See [Examples folder] for a large list.

```python
import pathlib
import plotly.graph_objs as go
import chem_analysis as ca


def main():
    cal_RI = ca.sec.ConventionalCalibration(lambda time: 10 ** (-0.6 * time + 10.644),
                                    mw_bounds=(160, 1_090_000), name="RI calibration")

    # loading data
    file_path = pathlib.Path(r"data//SEC.csv")
    sec_signal = ca.sec.SECSignal.from_csv(file_path)
    sec_signal.calibration = cal_RI

    # processing
    sec_signal.processor.add(
      ca.processing.baseline.ImprovedAsymmetricLeastSquared(lambda_=1e6, p=0.15)
    )

    # analysis
    peak = ca.analysis.peak_picking.find_peak_largest(sec_signal,
                                                      mask=ca.processing.weigths.Spans((10, 12.2), invert=True)
                                                      )
    result = ca.analysis.integration.rolling_ball(peak, n=45, min_height=0.05, n_points_with_pos_slope=1)

    # plotting
    fig = go.Figure(layout=ca.plotting.PlotlyConfig.plotly_layout())
    ca.plotting.signal(sec_signal, fig=fig)
    ca.plotting.calibration(cal_RI, fig=fig)
    ca.plotting.peaks(result, fig=fig)
    fig.data[0].line.color = "blue"  # customize colors
    fig.data[4].fillcolor = "gray"  # customize colors
    # fig.show()
    fig.write_html('figs/sec_data_analysis.png')

    # print results
    print(result.stats_table().to_str())


if __name__ == '__main__':
    main()


```

|   peak | area | ...** |   mw_d  |   mw_n  |
|--------|------|-------|--------|--------|
|      0 | 2.7  | ...   | 1.218  |   7465  |

**Only showing 4 of 28 stats calculated for SEC peak

![sec_data_analysis.png](https://github.com/dylanwal/chem_analysis/tree/develop/dev/sec_data_analysis.png)

## Contributing

Let's be honest, that are bugs in the code!
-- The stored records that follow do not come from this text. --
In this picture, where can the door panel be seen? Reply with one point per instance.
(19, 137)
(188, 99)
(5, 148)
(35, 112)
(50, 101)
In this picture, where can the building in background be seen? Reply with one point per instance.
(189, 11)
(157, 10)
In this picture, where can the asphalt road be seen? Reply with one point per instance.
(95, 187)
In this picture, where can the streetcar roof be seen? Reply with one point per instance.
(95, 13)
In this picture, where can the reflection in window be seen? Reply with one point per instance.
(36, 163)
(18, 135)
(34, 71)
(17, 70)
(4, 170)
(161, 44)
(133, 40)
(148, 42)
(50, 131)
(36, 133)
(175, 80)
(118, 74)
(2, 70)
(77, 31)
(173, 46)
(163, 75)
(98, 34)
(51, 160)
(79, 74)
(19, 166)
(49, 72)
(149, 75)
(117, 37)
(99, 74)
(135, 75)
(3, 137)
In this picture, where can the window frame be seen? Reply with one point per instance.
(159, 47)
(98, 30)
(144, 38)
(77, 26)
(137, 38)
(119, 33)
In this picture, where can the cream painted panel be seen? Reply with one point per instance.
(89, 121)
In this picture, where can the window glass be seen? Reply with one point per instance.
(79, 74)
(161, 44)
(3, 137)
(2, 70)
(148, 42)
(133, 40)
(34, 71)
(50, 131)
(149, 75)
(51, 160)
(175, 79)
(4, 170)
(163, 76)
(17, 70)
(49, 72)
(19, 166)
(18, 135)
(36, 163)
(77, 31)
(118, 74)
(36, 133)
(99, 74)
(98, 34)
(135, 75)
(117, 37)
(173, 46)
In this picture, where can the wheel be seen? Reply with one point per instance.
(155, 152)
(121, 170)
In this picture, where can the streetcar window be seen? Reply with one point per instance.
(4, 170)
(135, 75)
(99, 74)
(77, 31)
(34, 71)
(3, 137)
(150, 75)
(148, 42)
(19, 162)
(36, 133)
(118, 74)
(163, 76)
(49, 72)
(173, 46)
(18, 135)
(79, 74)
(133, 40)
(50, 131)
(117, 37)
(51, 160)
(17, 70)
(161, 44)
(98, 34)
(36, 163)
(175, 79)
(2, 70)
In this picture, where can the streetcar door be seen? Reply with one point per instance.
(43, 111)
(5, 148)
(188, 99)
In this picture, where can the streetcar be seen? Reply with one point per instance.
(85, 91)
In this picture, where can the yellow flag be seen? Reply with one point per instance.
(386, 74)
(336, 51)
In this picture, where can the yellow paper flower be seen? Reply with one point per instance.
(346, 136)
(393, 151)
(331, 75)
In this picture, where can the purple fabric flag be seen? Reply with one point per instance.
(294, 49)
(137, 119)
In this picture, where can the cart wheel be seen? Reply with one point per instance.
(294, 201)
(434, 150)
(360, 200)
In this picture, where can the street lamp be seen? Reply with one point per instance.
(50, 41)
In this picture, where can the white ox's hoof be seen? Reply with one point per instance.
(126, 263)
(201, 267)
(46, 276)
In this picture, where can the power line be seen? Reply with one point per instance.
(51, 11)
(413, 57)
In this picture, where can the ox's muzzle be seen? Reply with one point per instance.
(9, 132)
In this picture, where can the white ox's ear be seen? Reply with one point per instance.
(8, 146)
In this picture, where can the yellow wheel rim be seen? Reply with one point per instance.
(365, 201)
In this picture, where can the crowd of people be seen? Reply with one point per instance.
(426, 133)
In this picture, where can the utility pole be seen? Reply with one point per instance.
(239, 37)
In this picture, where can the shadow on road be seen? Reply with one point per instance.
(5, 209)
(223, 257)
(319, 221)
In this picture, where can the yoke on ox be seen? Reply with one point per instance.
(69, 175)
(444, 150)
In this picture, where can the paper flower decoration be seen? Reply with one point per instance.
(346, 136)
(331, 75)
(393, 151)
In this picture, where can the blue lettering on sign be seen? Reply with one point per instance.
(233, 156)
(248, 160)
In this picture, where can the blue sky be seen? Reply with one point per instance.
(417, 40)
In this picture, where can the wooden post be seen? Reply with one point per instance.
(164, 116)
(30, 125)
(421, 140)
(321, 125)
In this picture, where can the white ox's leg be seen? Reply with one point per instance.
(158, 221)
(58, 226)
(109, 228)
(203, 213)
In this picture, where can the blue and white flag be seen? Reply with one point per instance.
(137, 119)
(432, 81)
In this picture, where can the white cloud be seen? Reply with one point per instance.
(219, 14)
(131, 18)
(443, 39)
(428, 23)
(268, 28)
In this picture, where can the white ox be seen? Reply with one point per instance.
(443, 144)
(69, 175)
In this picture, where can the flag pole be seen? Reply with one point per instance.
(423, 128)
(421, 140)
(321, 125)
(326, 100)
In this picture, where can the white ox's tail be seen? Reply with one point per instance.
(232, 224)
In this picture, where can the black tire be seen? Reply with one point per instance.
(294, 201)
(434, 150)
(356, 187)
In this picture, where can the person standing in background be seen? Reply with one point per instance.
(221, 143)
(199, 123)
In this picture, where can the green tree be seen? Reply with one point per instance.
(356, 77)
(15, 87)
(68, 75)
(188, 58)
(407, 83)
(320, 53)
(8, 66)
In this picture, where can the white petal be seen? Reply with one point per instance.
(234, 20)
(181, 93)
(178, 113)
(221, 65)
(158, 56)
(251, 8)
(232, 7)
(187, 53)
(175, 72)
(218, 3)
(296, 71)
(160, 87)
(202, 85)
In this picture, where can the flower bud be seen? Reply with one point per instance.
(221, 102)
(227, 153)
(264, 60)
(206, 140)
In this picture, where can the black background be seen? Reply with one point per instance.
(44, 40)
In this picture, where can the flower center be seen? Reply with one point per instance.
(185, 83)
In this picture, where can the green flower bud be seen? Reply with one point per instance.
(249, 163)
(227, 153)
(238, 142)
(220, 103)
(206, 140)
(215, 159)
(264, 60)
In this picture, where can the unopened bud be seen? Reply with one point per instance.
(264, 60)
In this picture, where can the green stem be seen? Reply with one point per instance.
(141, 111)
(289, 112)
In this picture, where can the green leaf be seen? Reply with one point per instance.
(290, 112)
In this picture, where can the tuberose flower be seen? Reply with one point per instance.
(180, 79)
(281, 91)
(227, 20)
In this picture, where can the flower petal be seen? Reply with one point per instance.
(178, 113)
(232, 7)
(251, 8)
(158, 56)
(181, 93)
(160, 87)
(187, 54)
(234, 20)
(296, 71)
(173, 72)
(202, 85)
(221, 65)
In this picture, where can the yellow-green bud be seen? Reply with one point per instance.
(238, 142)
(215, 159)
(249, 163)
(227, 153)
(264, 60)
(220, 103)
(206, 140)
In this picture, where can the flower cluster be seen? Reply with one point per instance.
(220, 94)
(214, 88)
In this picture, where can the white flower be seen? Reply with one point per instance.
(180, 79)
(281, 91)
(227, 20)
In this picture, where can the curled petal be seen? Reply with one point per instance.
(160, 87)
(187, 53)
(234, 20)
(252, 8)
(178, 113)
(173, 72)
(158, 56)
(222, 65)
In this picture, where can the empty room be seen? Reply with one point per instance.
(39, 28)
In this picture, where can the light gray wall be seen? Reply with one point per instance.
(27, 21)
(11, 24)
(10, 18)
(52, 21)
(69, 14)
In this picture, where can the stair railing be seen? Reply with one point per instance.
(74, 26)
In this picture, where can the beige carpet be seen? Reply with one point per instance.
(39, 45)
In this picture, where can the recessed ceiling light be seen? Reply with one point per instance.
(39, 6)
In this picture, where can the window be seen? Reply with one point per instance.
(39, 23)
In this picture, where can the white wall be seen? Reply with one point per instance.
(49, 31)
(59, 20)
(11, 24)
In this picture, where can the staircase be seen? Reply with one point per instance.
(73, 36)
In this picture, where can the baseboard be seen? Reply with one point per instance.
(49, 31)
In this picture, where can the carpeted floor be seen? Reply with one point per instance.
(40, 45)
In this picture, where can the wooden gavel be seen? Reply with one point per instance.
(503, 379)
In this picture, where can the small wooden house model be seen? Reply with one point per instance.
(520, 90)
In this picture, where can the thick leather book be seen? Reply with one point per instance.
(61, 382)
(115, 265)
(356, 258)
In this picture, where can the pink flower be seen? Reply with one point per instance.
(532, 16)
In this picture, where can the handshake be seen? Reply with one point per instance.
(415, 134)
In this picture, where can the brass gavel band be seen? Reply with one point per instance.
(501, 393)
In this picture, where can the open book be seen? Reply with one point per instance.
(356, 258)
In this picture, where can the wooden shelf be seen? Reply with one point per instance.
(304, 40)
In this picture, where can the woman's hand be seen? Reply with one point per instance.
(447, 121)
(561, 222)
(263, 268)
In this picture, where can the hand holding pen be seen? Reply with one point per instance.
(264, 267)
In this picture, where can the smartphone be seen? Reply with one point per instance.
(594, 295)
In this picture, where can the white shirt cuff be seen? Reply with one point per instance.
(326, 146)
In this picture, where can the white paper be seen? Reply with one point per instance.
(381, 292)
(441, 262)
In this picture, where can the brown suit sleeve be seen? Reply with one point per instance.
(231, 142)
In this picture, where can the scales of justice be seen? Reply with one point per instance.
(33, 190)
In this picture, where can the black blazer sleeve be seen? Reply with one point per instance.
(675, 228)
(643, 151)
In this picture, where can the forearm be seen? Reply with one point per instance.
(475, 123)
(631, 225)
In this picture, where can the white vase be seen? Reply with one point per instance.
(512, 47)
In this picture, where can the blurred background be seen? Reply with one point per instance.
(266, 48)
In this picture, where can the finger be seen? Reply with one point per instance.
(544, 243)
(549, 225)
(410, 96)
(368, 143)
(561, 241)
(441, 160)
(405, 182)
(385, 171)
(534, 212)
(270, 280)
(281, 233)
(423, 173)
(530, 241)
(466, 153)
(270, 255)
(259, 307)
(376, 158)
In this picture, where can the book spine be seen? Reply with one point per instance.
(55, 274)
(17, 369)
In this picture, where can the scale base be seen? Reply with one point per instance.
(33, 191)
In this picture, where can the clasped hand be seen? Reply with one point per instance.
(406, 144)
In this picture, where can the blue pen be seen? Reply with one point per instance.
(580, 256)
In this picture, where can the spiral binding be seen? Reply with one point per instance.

Pointing them out are much appreciated, and solutions are double appreciated! 

Got a new data type, new algorithm, analysis, etc.? New contributions are welcomed!  
Best practice is to open an issue with your idea, and I will let you know if it
is a good fit for the project. If you are interested in helping code the addition please mention that as well.